Quand on sait que médias et politiques attendent depuis plusieurs jours de voir les courbes de sondage se croiser entre les deux principaux candidats, ne peut-on pas penser que vous ayez été séduit à l'idée d'être le premier institut à répondre à cette attente ?
Un institut réalisant une enquête d'intentions de vote - je parle de l'IFOP - ne conduit pas une enquête pour faire plaisir à des commanditaires ou à des commentateurs, mais pour mesurer un rapport de force électoral.
L'examen de l'évolution des intentions de vote issues de notre "rolling" quotidien permet de lever cette suspicion, que je considère comme malveillante. Il y a quinze jours, les médias et plusieurs personnalités de la majorité présidentielle attendaient et annonçaient une inversion des courbes de premier tour entre François Hollande et Nicolas Sarkozy. Or cela ne s'est pas réalisé.
Aujourd'hui, nous observons cette inversion au premier tour, qui d'ailleurs n'est absolument pas confirmée au second tour. Nous l'avons répercutée dans notre baromètre bimensuel, tout simplement parce que nous l'avons constatée.
Pensez-vous que les courbes de sondages de second tour puissent se croiser également d'ici le scrutin ?

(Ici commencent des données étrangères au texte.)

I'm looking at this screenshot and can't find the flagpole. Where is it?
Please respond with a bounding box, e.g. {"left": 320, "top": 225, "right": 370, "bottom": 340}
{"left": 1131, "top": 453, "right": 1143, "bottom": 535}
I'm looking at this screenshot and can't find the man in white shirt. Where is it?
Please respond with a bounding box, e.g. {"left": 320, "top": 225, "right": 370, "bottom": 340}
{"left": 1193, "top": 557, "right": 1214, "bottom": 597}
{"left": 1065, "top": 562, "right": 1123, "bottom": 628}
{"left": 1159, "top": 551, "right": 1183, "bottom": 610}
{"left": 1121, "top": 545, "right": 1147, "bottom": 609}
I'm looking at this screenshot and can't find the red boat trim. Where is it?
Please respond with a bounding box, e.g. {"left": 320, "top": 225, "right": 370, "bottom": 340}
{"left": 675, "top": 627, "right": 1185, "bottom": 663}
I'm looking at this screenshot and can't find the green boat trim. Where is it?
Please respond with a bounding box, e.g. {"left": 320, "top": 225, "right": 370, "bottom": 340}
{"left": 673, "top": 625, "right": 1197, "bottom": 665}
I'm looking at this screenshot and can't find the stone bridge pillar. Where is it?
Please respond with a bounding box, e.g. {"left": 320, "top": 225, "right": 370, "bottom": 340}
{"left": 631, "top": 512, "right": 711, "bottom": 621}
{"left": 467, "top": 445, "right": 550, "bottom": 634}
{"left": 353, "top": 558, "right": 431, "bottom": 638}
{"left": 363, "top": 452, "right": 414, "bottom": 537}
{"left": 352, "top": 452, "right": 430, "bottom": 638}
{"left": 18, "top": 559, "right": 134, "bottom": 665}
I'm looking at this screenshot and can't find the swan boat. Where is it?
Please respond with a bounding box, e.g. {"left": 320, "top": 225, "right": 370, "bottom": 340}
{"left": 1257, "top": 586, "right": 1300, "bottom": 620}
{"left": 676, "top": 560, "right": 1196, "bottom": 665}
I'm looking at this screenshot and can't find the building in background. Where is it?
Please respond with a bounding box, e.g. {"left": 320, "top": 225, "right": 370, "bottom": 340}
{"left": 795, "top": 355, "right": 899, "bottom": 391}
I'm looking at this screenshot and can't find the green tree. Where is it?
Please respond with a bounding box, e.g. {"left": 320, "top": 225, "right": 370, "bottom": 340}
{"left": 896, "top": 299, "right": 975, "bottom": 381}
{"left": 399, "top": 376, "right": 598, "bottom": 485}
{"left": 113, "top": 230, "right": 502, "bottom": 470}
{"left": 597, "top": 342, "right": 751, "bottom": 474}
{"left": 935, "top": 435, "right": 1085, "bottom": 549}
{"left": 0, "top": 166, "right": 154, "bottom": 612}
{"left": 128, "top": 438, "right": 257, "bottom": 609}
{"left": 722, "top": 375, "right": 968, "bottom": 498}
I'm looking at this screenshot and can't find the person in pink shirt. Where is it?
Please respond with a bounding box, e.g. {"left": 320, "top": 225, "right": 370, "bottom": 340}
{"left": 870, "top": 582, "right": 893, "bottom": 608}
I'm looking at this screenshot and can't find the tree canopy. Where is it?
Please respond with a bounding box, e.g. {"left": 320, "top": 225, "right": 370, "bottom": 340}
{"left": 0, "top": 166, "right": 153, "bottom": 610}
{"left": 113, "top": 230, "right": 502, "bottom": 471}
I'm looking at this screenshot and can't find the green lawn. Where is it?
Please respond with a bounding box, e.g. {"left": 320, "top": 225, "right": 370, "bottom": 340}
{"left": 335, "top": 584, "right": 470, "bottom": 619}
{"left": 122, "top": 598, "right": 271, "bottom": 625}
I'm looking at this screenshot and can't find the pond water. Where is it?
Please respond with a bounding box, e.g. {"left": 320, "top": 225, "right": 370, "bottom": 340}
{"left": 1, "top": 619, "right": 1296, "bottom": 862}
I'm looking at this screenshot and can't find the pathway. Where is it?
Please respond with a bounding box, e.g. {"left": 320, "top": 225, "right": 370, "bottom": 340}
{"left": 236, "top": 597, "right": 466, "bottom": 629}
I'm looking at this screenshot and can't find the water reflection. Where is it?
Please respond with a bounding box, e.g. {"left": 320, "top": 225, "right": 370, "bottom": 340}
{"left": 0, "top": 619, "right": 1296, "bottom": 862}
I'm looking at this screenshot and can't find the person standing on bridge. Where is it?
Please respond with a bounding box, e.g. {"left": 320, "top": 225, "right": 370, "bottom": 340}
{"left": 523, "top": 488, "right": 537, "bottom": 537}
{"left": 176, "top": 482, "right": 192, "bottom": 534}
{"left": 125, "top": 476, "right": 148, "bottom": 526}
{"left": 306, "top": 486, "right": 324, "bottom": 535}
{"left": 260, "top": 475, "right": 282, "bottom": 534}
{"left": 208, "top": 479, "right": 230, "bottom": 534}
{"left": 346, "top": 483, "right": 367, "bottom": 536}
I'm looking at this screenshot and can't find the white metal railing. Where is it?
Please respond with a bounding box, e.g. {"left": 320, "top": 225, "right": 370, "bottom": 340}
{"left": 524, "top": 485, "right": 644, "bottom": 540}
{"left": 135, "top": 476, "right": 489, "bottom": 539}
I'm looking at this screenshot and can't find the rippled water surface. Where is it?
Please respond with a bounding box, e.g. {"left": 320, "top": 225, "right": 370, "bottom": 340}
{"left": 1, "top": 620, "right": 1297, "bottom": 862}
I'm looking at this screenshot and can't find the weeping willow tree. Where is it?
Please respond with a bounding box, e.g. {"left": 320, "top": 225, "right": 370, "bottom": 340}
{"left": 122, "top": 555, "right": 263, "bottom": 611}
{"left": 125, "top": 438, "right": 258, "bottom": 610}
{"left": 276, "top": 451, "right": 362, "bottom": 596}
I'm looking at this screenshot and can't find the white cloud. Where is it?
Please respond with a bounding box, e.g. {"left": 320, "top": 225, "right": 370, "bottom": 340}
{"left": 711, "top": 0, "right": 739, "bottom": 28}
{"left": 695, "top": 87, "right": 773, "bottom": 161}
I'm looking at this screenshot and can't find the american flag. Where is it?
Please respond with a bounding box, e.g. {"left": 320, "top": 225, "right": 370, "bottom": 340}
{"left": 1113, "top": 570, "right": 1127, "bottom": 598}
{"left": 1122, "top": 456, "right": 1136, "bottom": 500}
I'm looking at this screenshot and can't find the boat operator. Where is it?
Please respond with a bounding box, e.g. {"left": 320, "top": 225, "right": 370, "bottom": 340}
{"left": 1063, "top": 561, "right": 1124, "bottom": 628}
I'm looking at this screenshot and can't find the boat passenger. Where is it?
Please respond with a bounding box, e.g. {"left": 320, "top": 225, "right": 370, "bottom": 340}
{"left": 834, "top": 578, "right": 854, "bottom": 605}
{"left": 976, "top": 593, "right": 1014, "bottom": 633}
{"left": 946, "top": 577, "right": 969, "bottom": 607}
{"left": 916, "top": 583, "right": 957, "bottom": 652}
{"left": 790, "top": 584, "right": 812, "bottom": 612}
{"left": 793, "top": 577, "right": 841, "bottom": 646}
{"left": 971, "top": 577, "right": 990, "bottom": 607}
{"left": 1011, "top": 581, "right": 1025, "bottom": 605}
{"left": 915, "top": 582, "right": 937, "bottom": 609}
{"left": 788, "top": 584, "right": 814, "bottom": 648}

Personne ne peut le dire au regard de la non-prédictibilité des enquêtes d'opinion. Je remarquerai que l'effervescence, voire l'agitation autour de l'inversion des intentions de vote de premier tour entre François Hollande et Nicolas Sarkozy a tout de même occulté deux choses : d'une part, François Hollande pâtit d'une offre électorale encombrée à gauche, tandis que Nicolas Sarkozy profite de l'éclaircissement de l'offre de candidatures à droite.
D'autre part, en dépit des précautions que j'ai précédemment mentionnées, le rapport de force électoral de second tour, même s'il se resserre, demeure favorable à François Hollande.
Quel effet aura, à partir de la semaine prochaine, la stricte égalité du temps de parole entre les candidats ? Cela va-t-il renforcer les intentions de vote des "petits" qu'on entend peu aujourd'hui et affaiblir les "grands" que l'on entend beaucoup ?
Par prudence, il est difficile de répondre à une question d'anticipation dans la mesure où un sondage, même quotidien comme l'IFOP le réalise, n'a pas de vocation prédictive.
Pour autant, l'histoire des campagnes présidentielles a montré que, lors de la campagne officielle, les candidats des grands partis ont vu leur score d'intentions de vote s'éroder lors de cette dernière ligne droite.
L'exemple, en 2002, de la percée d'Olivier Besancenot s'avère à cet égard emblématique. Il faut toutefois conserver une certaine prudence. La dimension "vote utile", notamment en faveur du candidat François Hollande, pourrait lui bénéficier en fin de campagne, en particulier s'agissant du but symbolique de le faire basculer en tête au premier tour, ce qui serait un phénomène complètement inédit pour un candidat confronté à un président sortant.